Finally, it’s done!
It took me over three years but I finally finished City of Dreams: The 400-Year Epic History of Immigrant New York by Tyler Anbinder. Not because it wasn’t interesting - on the contrary, it was an amazing read. But in my defense, the book (not including the appendices and end notes) was 550+ pages, we moved to a different state, I’m raising two young kids, working a full-time job and two freelance gigs…my 13-year-old self would roll her eyes and look at me in disdain as she devoured a second or third book in a day BUT I’m proud to have found any time to read any book in the last decade and this one was well-worth the time it took to finish.

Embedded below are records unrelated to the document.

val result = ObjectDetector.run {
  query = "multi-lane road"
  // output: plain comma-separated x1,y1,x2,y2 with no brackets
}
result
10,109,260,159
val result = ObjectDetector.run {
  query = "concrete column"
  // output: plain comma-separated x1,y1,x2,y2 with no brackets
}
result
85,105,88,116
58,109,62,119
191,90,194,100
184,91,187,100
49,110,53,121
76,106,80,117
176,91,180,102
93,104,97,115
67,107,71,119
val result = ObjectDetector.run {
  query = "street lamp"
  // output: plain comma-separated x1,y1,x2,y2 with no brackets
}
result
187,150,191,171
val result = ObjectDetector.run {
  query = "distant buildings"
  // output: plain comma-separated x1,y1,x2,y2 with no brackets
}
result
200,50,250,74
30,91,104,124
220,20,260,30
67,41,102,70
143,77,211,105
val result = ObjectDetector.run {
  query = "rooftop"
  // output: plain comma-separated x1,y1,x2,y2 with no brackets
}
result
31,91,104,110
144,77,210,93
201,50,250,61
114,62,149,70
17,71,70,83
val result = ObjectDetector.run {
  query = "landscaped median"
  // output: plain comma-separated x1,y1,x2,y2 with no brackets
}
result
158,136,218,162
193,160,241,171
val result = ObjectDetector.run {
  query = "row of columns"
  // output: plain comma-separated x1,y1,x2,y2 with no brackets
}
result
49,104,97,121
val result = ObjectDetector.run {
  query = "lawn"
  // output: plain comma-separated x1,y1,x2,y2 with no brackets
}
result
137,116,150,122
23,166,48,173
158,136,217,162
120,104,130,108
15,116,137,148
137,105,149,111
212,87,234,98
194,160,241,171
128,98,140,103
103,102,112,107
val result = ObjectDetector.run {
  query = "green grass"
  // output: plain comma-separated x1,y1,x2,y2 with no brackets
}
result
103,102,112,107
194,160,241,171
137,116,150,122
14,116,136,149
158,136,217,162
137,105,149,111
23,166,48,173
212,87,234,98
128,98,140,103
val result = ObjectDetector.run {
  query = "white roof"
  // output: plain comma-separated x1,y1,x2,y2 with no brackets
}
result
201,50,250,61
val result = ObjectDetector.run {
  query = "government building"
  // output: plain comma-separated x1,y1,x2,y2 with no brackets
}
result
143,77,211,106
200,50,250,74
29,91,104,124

I highly recommend this book for anybody with immigrant ancestors, whether or not they lived in or came through New York - and that’s pretty much all Americans. If you’re a history buff, or a Big Apple-phile, or you love the musical Hamilton (he gets a pretty big shout-out early-on in the read) or you’re interested in learning some context for what life was like for your New York immigrant ancestors, whether they were colonial immigrants or arrived in the last 30 years, this is an interesting, informative read. It’s dense, packed full of data and details, but not overwhelming to get through (unless you have a job and a family and have recently moved and have zero free time). The one thing I would criticize is that at the end, the author gets a little political. Even though I personally agree with his critique of recent politics regarding immigration, I think it’s a disservice to his argument that immigration has always been a point of contention, that the rejection and acceptance of immigrant groups ebbs and flows, that the contributions of immigrants over the life of New York City to the job market, real estate market, as consumers, as manufacturers, in politics and in innovation. Tyler Anbinder is better served when he points these things out throughout his book and explicitly at the end - there are consistent threads that run through 400 years of immigration history and its effects on and reception by American society. Whatever your beliefs and thoughts on immigration, legal or otherwise, there is a lot of food for thought in this book. And for the rest of us, who are just history and genealogy nerds, this is a book I believe I’ll go back to again and again to help contextualize the dates and places for the immigration of different ancestors - why they came and what it was like while they were here.